NEW YORK -- Fair warning: In the next few weeks you may sense tremors rippling from Manhattan's West 57th Street. A seismic shift is due at "60 Minutes" headquarters as Don Hewitt, who created that pioneering newsmagazine 36 years ago and has run it since, steps aside. "I thought he'd never leave," jokes Mike Wallace, a "60 Minutes" correspondent since CBS brought the show to the air Sept. 24, 1968.
Hewitt isn't exiting the premises. But at 81 he has consented, however reluctantly, to leave the job he tailored for himself.
After passing the baton to current "60 Minutes II" executive producer Jeff Fager, Hewitt will assume a newly fashioned position whose duties, if any, are yet to be determined. "I'm gonna be downstairs: executive producer of CBS News," says Hewitt, holding forth in his ninth-floor corner office -- a gallery of awards, curios, and photos of him with a half-century's worth of giants.
Just what does "executive producer of CBS News" mean? Maybe whatever Hewitt makes of it: Nothing says he won't get another brainstorm and run with it for the next 36 years.
In the meantime, he says, the CBS bosses "are gonna give me a big party. They're gonna do an hour broadcast on me," which airs Tuesday at 9 p.m. (locally, it's on Channel 4). "All of which I would've traded to just stay here. They're making a change in a broadcast that doesn't need any change.
"But I'm not gonna argue with 'em," he says, his grin radiating scrappiness, charm, and wonderment at being such a lucky guy.
"I'm gonna take all this down there," he says and gestures toward the eighth floor, "and sit with my souvenirs and contemplate maybe the best life that any guy who ever chose journalism as a profession ever led."
Some life! A kid from New Rochelle, N.Y., Hewitt busted into CBS News in 1948 -- when radio still reigned -- and jumped right into inventing TV journalism. He is credited with using TV's first cue cards, and with the idea of superimposing titles over TV images (he used a menu board with rearrangable letters he got from a nearby diner). Along with reminiscences by his "60 Minutes" correspondents (Wallace will be joined by Morley Safer, Ed Bradley, Steve Kroft, and Lesley Stahl) and a tribute by Andy Rooney, "Tell Me a Story: The Man Who Made `60 Minutes' " includes archival glimpses of Hewitt through the ages.
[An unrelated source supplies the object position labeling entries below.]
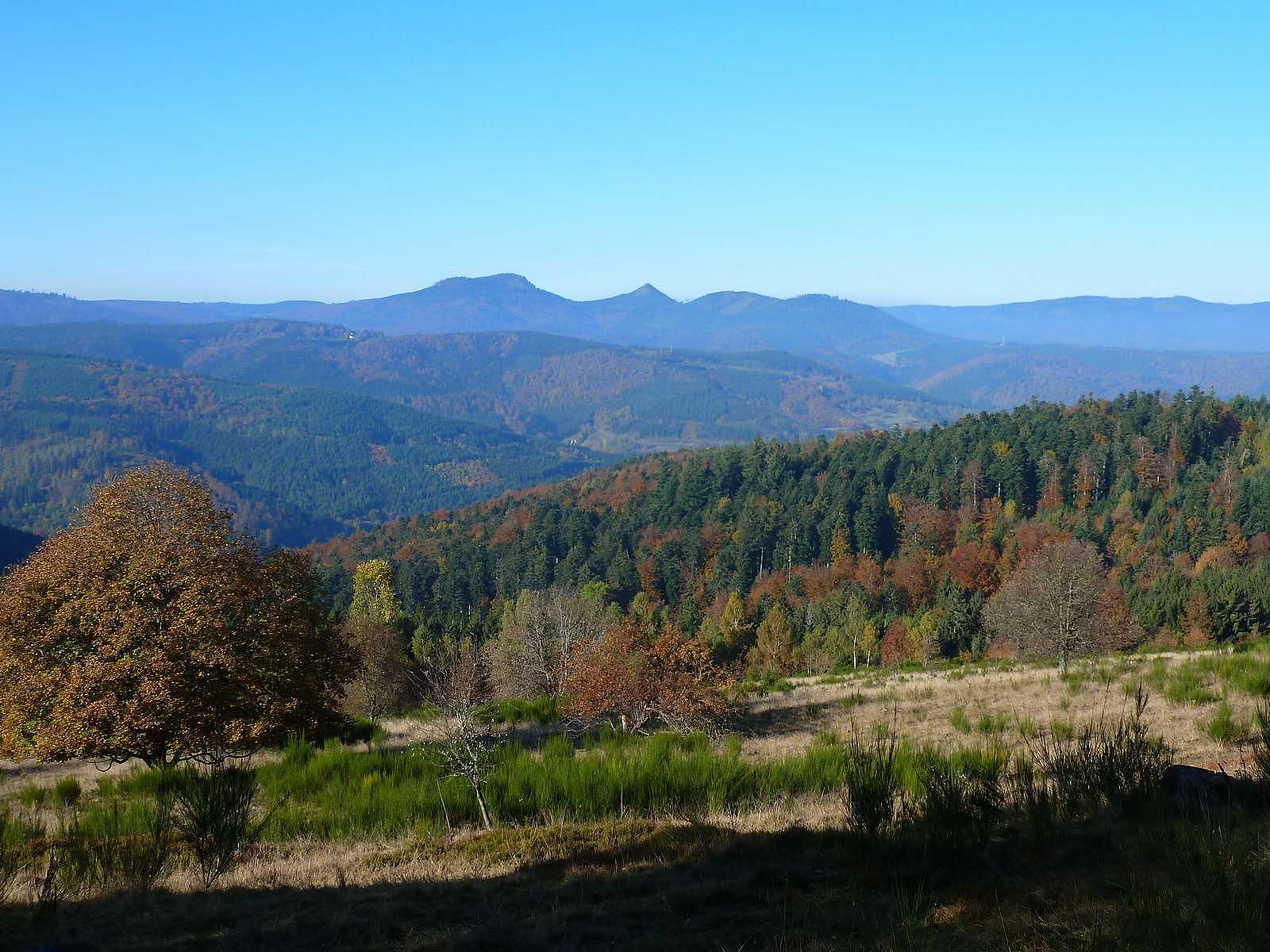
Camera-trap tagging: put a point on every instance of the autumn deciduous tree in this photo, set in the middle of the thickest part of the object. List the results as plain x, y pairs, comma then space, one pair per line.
152, 630
372, 628
633, 678
537, 641
774, 647
1051, 606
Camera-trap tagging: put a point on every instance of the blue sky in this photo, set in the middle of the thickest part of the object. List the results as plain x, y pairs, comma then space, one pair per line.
929, 152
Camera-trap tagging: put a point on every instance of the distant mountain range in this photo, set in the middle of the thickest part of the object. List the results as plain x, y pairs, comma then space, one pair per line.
813, 325
1052, 351
1142, 323
296, 463
315, 418
603, 397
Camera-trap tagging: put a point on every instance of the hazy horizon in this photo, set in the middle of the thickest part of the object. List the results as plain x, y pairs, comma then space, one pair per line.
918, 155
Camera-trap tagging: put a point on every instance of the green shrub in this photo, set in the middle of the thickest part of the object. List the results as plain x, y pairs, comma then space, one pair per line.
67, 793
1187, 685
872, 784
852, 700
16, 848
960, 797
120, 846
1223, 727
215, 816
540, 710
1117, 765
994, 724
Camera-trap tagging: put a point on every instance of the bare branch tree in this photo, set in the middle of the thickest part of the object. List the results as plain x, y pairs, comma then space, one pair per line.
1051, 606
456, 682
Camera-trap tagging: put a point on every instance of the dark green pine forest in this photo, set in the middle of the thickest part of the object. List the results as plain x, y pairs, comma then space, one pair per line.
295, 463
918, 530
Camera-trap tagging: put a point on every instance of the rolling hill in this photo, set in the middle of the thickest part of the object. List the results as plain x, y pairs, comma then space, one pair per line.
1054, 351
1143, 323
296, 463
814, 325
603, 397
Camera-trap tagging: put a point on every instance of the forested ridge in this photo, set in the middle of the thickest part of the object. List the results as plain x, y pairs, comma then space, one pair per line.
914, 531
296, 463
609, 397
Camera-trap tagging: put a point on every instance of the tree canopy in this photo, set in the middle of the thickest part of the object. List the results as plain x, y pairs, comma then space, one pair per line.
152, 630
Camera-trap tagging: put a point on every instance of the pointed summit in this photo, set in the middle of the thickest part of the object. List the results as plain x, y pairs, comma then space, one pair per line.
648, 291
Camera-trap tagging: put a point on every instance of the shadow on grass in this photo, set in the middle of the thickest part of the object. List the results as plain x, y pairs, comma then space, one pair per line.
645, 886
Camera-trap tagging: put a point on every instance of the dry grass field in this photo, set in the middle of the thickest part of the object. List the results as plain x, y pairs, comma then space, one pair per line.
785, 873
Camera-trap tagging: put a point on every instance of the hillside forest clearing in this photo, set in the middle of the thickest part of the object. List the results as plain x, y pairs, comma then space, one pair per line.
745, 839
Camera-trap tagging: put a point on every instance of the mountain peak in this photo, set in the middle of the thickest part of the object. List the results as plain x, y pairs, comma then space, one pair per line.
648, 291
506, 281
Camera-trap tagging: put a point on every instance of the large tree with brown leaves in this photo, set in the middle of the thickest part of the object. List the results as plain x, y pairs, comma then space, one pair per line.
632, 677
152, 630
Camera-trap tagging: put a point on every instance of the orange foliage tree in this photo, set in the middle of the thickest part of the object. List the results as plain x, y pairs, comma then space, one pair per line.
150, 630
632, 678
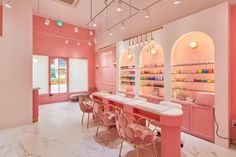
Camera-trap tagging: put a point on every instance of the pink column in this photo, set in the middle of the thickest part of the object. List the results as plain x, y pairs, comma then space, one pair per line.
35, 104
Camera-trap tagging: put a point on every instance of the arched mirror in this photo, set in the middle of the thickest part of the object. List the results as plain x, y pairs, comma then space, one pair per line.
58, 80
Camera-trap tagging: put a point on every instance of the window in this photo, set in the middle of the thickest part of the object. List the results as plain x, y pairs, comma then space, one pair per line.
58, 82
78, 75
40, 73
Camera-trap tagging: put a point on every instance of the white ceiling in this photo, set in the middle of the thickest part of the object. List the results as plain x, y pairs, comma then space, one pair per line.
161, 13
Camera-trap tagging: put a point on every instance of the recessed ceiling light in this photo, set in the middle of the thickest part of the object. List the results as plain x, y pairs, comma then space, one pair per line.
176, 2
193, 44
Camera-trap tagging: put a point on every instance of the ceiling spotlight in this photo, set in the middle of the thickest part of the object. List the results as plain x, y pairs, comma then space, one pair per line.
47, 22
176, 2
147, 13
110, 32
8, 4
193, 44
123, 26
91, 33
118, 6
76, 29
66, 41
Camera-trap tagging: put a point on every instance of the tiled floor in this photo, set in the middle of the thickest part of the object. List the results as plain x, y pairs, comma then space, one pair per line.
59, 133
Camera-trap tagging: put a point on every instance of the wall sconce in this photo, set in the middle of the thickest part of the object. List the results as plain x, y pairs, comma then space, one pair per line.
153, 51
193, 44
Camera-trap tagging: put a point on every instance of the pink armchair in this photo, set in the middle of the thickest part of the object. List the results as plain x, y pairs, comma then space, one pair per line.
106, 119
86, 107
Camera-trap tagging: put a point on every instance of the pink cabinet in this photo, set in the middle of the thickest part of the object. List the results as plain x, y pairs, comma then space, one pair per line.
186, 118
202, 122
198, 120
186, 107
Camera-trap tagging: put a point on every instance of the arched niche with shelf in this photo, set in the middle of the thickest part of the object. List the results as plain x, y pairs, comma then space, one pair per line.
192, 58
127, 72
152, 71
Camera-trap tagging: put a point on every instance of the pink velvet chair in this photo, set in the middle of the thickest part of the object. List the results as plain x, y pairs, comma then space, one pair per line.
106, 119
133, 129
85, 104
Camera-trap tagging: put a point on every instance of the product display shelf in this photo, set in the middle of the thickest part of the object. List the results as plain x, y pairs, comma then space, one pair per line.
194, 64
192, 82
188, 79
127, 79
193, 90
152, 81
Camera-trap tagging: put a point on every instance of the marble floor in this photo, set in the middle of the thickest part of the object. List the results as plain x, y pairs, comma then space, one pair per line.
59, 133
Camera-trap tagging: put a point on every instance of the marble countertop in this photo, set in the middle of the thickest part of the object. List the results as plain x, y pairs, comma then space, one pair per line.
146, 106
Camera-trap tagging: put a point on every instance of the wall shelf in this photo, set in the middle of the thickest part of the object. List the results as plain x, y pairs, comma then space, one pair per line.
193, 90
191, 82
193, 64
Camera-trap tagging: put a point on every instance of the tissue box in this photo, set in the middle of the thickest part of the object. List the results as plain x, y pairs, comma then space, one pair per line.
204, 98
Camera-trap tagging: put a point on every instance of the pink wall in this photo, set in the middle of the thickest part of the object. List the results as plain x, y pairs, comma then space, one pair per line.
106, 71
16, 65
1, 14
233, 68
50, 41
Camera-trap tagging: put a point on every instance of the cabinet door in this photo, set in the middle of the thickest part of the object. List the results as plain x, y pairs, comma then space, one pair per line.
202, 122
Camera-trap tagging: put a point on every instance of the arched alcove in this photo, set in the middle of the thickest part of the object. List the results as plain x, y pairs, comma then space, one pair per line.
127, 72
152, 70
192, 59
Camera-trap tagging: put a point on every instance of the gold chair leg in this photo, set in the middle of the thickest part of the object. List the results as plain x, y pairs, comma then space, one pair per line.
154, 148
97, 130
82, 118
121, 146
88, 120
137, 153
106, 135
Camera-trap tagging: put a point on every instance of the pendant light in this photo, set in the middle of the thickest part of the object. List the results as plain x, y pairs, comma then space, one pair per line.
47, 22
118, 6
76, 29
147, 13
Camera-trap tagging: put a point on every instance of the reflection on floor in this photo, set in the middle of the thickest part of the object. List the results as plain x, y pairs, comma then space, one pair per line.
59, 133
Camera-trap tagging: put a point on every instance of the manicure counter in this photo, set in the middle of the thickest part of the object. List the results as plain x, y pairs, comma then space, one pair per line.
167, 118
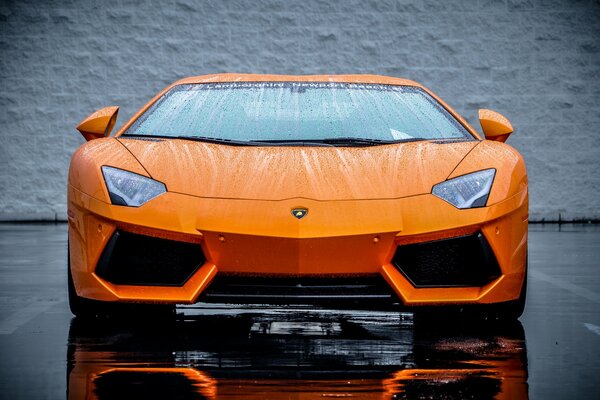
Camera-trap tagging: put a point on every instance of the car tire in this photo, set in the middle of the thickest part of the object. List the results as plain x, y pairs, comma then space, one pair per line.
87, 308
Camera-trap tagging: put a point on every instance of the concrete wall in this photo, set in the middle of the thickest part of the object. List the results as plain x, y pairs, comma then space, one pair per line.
536, 61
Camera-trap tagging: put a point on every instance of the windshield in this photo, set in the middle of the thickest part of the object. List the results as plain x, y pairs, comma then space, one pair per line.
300, 112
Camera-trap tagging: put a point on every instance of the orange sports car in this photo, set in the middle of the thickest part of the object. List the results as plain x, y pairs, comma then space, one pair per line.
342, 190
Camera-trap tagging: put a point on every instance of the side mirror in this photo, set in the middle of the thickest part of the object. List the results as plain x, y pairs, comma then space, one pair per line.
495, 125
98, 124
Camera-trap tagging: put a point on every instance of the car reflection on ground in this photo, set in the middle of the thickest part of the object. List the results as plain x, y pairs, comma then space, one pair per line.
294, 353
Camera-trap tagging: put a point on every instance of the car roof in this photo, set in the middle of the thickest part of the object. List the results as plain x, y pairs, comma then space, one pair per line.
233, 77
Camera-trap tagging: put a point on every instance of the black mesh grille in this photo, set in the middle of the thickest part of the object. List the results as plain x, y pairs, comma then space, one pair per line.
299, 290
462, 261
131, 259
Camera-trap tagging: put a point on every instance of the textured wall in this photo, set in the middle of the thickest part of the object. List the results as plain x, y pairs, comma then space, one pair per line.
536, 61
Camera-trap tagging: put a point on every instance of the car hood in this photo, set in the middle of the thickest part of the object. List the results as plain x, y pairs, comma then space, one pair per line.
278, 173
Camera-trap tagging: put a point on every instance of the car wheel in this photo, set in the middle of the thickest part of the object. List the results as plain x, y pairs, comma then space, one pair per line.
87, 308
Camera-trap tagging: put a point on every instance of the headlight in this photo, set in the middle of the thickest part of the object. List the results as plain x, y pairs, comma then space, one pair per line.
128, 189
467, 191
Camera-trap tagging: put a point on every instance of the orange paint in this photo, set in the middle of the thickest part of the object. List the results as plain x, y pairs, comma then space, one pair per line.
236, 201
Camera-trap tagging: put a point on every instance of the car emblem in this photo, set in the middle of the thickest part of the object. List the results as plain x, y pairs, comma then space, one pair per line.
299, 212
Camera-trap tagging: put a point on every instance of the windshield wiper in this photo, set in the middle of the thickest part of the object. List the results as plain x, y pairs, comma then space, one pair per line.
206, 139
286, 142
354, 141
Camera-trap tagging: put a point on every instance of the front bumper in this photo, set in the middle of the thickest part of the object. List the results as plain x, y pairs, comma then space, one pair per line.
261, 239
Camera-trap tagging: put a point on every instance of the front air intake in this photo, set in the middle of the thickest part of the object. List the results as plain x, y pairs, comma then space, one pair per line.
131, 259
465, 261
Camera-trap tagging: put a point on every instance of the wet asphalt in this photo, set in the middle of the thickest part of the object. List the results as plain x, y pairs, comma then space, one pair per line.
208, 352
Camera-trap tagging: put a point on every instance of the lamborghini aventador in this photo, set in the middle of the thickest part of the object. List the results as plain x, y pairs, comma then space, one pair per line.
355, 191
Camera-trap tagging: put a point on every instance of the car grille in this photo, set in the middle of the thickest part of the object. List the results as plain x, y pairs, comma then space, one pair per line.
356, 291
132, 259
457, 262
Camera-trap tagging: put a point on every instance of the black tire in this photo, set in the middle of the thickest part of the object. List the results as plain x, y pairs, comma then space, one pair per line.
87, 308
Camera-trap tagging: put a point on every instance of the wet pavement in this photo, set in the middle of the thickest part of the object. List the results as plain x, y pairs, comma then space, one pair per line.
298, 353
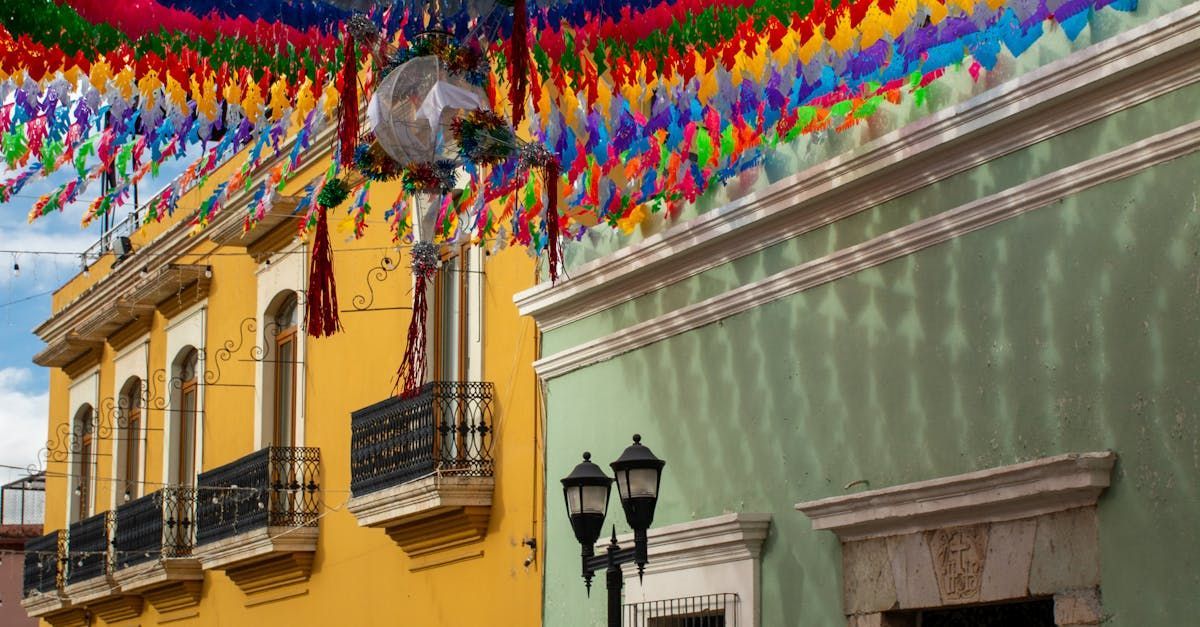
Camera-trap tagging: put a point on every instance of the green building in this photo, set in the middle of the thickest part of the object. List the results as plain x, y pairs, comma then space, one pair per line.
942, 368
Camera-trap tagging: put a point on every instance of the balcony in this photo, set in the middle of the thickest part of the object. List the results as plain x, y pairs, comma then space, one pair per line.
257, 518
153, 550
43, 580
89, 565
421, 466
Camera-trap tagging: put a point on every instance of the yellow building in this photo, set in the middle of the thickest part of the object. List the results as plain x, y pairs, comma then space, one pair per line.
209, 463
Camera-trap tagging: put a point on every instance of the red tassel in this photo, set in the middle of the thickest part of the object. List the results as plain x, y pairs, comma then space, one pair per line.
552, 219
321, 316
411, 375
519, 60
348, 125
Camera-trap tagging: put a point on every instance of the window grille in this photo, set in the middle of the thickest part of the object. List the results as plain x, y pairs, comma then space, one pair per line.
705, 610
23, 501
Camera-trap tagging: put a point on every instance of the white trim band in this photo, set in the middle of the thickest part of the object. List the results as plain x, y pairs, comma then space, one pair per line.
994, 495
1147, 61
894, 244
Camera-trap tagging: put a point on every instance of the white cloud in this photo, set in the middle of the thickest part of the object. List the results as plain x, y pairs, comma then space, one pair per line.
23, 410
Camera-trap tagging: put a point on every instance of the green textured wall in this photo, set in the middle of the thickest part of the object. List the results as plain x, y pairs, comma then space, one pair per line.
1071, 328
957, 87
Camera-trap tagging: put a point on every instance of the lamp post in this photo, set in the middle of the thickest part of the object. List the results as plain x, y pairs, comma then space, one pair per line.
587, 489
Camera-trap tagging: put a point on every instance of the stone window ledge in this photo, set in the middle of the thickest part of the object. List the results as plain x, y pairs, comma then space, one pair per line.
430, 514
1009, 533
718, 555
1007, 493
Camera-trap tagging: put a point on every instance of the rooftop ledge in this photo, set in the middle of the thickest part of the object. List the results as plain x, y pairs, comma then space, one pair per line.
1006, 493
73, 332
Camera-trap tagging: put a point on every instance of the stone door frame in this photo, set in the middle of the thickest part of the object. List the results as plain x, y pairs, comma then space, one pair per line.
1000, 535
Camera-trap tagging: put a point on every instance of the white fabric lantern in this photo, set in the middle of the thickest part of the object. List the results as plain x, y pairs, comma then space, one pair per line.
413, 107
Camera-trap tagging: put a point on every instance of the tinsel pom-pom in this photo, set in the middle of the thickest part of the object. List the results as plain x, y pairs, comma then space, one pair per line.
334, 193
425, 257
361, 29
437, 177
375, 163
484, 137
411, 375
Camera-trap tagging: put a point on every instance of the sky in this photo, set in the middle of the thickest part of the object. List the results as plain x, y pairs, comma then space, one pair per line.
25, 303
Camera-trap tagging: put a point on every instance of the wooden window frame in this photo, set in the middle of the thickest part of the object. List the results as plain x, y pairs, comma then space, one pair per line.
287, 335
133, 440
190, 387
85, 454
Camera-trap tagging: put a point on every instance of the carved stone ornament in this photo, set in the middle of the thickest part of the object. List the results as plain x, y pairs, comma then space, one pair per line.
959, 556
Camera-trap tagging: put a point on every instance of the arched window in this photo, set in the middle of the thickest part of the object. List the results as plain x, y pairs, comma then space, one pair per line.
189, 392
84, 460
131, 437
283, 389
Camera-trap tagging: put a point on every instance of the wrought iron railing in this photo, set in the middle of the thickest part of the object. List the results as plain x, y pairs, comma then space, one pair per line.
445, 428
705, 610
159, 525
276, 487
89, 542
43, 563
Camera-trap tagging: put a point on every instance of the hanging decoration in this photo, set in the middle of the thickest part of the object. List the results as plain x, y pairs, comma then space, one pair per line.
411, 375
616, 109
348, 120
321, 316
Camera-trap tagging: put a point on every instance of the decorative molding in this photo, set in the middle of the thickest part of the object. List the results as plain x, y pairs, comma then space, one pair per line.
173, 243
994, 495
118, 608
169, 585
90, 590
255, 545
46, 604
263, 560
712, 541
430, 514
894, 244
1146, 61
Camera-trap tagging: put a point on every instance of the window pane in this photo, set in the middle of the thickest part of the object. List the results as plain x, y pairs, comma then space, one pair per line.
285, 394
187, 436
449, 322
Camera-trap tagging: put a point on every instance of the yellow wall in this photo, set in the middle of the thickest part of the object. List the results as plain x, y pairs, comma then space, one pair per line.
360, 577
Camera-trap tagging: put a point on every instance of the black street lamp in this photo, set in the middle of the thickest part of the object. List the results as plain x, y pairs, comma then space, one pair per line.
587, 488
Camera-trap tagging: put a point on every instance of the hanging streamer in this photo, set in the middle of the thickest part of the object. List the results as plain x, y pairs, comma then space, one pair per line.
411, 375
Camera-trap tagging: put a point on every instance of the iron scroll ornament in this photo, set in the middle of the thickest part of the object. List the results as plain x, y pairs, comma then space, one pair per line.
112, 414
Hewitt was 45, a bored CBS News documentary producer, when he had the idea for "60 Minutes," which he saw as a TV version of Life magazine's weekly words-and-photos recipe.
Hewitt fused crackerjack storytelling with journalistic rigor to create a lasting (eventually overcrowded) genre, the TV newsmagazine. And when "60 Minutes" caught fire in the ratings, he realized he had done something else: Without meaning to, he had transformed TV news from a loss leader into a cash cow. Once it settled into its 7 p.m. Sunday slot, in 1975, "60 Minutes" became a Top 20 prime-time series; a year later, it cracked the Top 10 and stayed there for the next 13 seasons. Five times it ended up No. 1. (It currently ranks a robust 17th.) " `60 Minutes' has been the happiest shop imaginable," says Wallace, 86, who only recently reduced his workload, "because everybody was caught up in something they believed in. And it was Hewitt, with his enthusiasm and hard work and knowledge of how to put a piece together, who made it work."